Introduction
In this article, we will learn how to Forecast data in Power BI. Forecasting in Power BI will help us to predict the future based on our current information. You can easily forecast in Power BI by following some simple steps.
Requirements to forecast data in Power BI
First, we need to have the Power BI Desktop installed.
Secondly, we need SQL Server installed.
Finally, we will use the Adventureworks database.
Import data
First, in Power BI press the Get data option.
Secondly, select the SQL Server database option and press Connect.
Thirdly, write the SQL Server name. In my case, I am using the local server. Press OK.
Also, in the Adventureworks database, check the Purchasing.PurchaseOrderDetail table. This is a table of the purchases made by the Adventureworks company. Next, press Load.
Visualize the data to forecast
First, check the Purchasing.PurchaseOrderDetail table and the Year. Also, check the OrderQty field.
Secondly, select the Line chart. Make sure that the DueDate Year in the X-axis and the Y-axis have the Sum of OrderQty.
If everything is OK, the chart will look like this:
The company started in 2011 and until 2014 the sales increased to 1,5 million. In 2013, the sales were around 692K, and in 2012 140k.
Further analyses of your visual
To enable the forecast option, select add further analyses to your visual icon and then turn on the Forecast option. Note that the forecast option is not available if Power BI does not detect dates in the chart. If Power BI does not detect dates in the fields used, by the chart, you will not see the forecast option.
The Forecast includes the following options.
- First, we have units. Units are used to find if we want to forecast in Years, Quarters, Days or whatever option is available for the time.
- Secondly, we have Forecast Length. It is used to configure how many units ahead do we want to forecast. By default, the number is 10. In this example, we are using the Forecast length equal to 10, which means that we will forecast 10 years.
- Thirdly we have the Ignore the last option. It is useful when you think that some intervals of time should not be included in the forecast analysis because they are not representative. For example, if we had great sales before the COVID pandemic and during the pandemic, we have bad years. We think our forecast should not include the last 2 years because we are optimistic.
- Also, we have Seasonality. It is an option in Power BI. The option is used to determine some tendencies at a certain time. It will detect certain variations during the year. This option could be used to determine some patterns in the information and make some predictions about the future. For example, we can detect more sales during winter or during summer. Some valid values for seasonality are yearly, quarterly, monthly, weekly, and daily.
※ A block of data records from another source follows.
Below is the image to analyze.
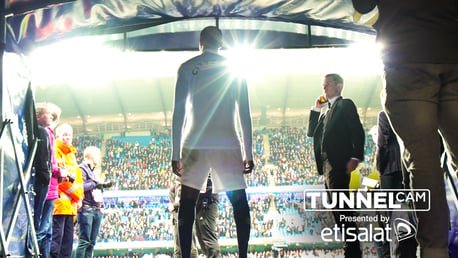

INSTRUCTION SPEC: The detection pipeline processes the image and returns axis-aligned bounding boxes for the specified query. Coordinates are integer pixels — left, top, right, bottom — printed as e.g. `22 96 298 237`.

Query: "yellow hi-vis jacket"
53 140 84 216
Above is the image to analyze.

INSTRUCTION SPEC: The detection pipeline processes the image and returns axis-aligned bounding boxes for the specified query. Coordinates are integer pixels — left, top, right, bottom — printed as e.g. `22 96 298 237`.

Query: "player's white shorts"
181 149 247 192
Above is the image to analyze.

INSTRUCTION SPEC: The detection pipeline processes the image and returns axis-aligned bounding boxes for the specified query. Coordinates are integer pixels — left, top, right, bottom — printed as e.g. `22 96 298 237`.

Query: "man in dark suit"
307 74 365 258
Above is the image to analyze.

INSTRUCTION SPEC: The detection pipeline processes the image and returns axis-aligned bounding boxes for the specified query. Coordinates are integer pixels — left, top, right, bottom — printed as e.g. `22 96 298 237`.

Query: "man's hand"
315 95 328 108
172 160 183 177
243 160 254 174
347 159 359 175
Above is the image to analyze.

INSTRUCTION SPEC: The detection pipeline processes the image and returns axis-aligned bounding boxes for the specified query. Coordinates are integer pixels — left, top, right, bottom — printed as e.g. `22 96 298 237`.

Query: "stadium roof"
7 0 381 134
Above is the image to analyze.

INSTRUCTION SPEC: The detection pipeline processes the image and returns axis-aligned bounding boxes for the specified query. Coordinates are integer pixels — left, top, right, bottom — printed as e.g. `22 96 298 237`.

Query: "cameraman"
76 146 111 258
169 176 221 258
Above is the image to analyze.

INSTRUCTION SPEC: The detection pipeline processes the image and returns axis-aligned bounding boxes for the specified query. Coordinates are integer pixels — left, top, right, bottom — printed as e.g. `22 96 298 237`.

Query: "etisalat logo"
304 189 431 242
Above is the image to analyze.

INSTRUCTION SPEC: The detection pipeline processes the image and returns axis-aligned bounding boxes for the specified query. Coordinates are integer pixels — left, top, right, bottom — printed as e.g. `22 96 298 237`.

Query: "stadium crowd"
87 127 382 190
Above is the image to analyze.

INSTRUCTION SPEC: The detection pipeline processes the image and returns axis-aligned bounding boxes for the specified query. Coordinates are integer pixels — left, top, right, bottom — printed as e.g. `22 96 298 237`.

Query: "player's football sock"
178 198 196 258
227 189 251 258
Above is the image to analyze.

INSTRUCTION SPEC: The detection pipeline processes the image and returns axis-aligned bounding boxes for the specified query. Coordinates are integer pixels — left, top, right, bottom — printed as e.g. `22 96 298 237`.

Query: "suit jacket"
307 97 365 178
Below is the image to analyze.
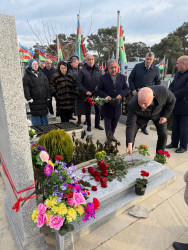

- Finally, we have the Confidence interval. This is a percentage used to determine how confident the value is. It is a range of values of the forecasted value. We consider this as the forecasting value with a margin of error. This margin is set by the user.
The current sales values from 2011-2014 are represented in a blue line. Also, the black line with a gray background represents the forecasting values. According to the forecast, our sales will reach 6 million in 2024.
Upper bound and Lower bound values
If you move the mouse over the lines in the chart, you will notice that the line has 3 values:
- First, you have the Forecast value which is the estimated value.
- Secondly, you have the Upper bound which is the maximum forecast value.
- Finally, you have Lower bound which is the minimum forecast value. Both, the upper bound and lower bound are determined by the Confidence interval explained previously.
Change the forecast length data in Power BI
We will show how to change the number of years, and months forecasted.
First, in order to change the prediction from 10 years to 2 years, change the Forecast length from 10 to 2
Secondly, verify the chart generated. Note that the forecasting line is shorter (it represents 2 years instead of 10).
Forecast data in Power BI – Changing the format
Follow these steps to change the forecast format in Power BI:
First, press add further analyses to your visual icon.
Secondly, look for the Forecast line.
You have 3 options here:
- First, you have the color which is used to change the color of the forecast line.
- Secondly, you have a style that can be dotted, solid, or dashed.
- Finally, you can configure the transparency of the forecast colors.
In addition, you can configure the Confidence band. By default, you fill in, but you can use lines or remove the confidence band using the none option. Finally, you have the option to modify the tooltip title of the forecast value.
Forecast data in Power BI
Sometimes you need to see the values instead of watching the chart only. To check a table instead of a chart, you can follow these steps:
First, click on the More options icon.
Secondly, select the Show as a table option.
Finally, you will be able to see in a table the ForecastValue, the confidence Hight Bound and Low Bound values which were explained previously.
Conclusion
In this article, we saw how to forecast values. In our example, we predicted the order quantity values of the table purchasing.purchaseorderdetail table of the AdventureWorks database.
Also, we understood how to configure the forecast properties including the format options. Finally, we learned how to show the forecast values instead of the table.